I came back to the states and went to a university with an MFA program. I wrote a thesis, which has become this book. The thesis is basically the historical and philosophical foundation for the book and also a multimedia dramatic work I did called "The Director."
We have to remember that a part of mental illness is the inability to accept help. Sometimes the mentally ill have difficulty reaching out, beyond their scarring, to accept help. I would suggest things to my sister, and she wouldn't go for it. I don't think she could. It's a hope that some people will read the book and be encouraged to go beyond the walls that have been built around them.
I hope the book itself is a healing experience, and the artwork in the book has been chosen wit this in mind. There are messages in the art that will help people read and understand and feel a little bit better about life and perhaps bring them to another level of wholistic integrity.
The healing that can be done by getting a person emotionally more comfortable will help to get them physically more comfortable.
Out of all the artistic mediums you practice, is there one in particular you feel especially connected or close to?

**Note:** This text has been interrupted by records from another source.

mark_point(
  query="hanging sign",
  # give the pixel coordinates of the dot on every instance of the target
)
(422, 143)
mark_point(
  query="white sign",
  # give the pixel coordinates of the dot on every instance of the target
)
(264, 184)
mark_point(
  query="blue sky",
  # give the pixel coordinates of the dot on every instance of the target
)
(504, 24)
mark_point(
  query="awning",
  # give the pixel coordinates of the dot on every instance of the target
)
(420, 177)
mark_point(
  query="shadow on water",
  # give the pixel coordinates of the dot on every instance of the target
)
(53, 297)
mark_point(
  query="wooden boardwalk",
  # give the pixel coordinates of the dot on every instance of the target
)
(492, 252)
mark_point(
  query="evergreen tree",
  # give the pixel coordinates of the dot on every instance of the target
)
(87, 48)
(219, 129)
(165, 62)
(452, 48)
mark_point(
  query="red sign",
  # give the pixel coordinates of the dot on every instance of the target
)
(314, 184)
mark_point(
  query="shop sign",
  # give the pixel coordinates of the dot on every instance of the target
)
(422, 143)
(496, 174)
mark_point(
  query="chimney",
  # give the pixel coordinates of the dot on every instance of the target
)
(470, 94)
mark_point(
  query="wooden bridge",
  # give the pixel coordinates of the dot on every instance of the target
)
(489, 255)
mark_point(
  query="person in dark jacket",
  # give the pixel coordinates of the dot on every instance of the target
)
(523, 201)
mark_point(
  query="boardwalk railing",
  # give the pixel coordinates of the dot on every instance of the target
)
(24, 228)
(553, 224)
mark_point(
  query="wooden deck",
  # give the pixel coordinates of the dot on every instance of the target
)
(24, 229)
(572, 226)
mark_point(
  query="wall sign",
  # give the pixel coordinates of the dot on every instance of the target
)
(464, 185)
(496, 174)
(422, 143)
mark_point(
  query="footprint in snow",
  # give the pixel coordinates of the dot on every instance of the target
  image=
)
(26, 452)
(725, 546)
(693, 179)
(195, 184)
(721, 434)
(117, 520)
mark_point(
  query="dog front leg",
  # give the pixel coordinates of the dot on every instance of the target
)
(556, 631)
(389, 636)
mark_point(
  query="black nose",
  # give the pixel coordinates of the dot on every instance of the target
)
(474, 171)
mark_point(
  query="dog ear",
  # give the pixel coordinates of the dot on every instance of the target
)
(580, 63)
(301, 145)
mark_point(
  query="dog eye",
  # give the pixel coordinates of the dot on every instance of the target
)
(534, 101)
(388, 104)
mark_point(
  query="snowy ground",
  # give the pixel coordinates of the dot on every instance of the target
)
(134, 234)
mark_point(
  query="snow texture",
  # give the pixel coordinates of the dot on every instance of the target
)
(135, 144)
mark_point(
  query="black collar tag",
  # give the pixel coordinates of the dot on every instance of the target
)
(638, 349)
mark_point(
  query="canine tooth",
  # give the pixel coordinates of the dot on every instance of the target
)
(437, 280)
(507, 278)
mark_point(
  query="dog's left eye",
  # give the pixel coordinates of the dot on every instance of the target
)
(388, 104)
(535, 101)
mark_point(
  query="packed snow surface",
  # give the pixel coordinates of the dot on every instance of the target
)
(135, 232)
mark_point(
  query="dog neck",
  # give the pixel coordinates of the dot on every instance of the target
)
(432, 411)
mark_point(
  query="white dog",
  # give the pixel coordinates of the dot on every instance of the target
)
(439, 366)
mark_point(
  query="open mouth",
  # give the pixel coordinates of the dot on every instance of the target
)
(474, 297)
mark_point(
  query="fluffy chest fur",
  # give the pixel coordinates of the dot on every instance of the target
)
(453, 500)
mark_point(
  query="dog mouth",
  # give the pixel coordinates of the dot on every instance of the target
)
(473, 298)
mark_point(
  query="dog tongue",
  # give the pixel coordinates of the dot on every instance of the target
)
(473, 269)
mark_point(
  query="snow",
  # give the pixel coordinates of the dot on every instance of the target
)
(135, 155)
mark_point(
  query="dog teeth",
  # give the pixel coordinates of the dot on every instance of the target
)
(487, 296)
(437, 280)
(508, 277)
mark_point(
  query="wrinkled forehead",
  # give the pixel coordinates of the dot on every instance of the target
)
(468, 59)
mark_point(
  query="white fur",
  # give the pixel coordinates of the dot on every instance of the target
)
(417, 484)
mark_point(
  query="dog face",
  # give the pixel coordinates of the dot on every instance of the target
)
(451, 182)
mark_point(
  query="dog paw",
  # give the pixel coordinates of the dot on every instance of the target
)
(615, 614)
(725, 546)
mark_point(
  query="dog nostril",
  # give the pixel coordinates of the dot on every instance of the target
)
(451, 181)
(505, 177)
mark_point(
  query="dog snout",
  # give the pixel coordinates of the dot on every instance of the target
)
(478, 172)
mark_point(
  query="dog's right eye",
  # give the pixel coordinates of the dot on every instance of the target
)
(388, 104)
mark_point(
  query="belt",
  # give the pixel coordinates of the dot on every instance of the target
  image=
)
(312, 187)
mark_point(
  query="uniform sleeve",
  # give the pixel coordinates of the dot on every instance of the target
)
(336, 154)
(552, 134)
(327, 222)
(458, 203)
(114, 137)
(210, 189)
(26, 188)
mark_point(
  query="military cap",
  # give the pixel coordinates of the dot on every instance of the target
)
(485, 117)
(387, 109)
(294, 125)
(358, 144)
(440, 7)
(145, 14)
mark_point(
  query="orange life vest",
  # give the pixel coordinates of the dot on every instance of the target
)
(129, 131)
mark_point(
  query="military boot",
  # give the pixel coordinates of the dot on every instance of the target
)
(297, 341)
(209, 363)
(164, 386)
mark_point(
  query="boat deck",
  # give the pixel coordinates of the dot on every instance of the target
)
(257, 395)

Music is the basis of everything. When I write (prose or lyrics) it's very similar to playing music. The music is the foundation of everything I do.
You are also a filmmaker. Tell us about your short film The Director, and how that came to be.
One thesis project I completed became the book "The Power of Art in Healing and Transformation", and the other one was multimedia stage play "The Director". The original play I wrote in Europe was 150 pages long. That became The Director and the dialogue we used in the film was only 1 page [of the 150 pages] Much of the dialogue was replaced by songs.
I entered the archival video of the multimedia musical, not the film festival here - The Golden Door Film Festival - and it was nominated for best music video.
Do you have any projects in the works you'd like to tell us about?
To enlarge the video and the stage play (The Director) is the next thing on the shelf. I have various musical projects; I'm in a band and it's a very good jazz combo. I'm also about to record a solo piano CD. I also gig all the time. I'm always being called to go out and play.
I plan two more books in this series. One would be The Power of Art in Education and Learning, and the next one is The Power of Art in Politics and Diplomacy. Those are projects I have lined up. I would love to complete the trilogy.
Is there anything else you'd like your readers to know about?
There's a lady named Anna Halprin - a professional dancer and choreographer. She was drawing pictures of her body, and noticed a grey spot around her ovary that she drew. So, she had a scan done and it turned out to be a cancerous tumor! She discovered it herself in her intuitive drawings.
Over a period of years, she began to dance with this growth in mind. She also continued to draw, and slowly, the tumor disappeared from her drawings and she went into remission.
I don't say to everyone, "Go draw some pictures before you go to chemo." But, if we're in touch with ourselves, we have a much better chance of solving our own health problems, and perhaps preventing them from arising.
The Power of Art in Healing and Transformation takes readers on a journey of self-discovery, healing, and hope.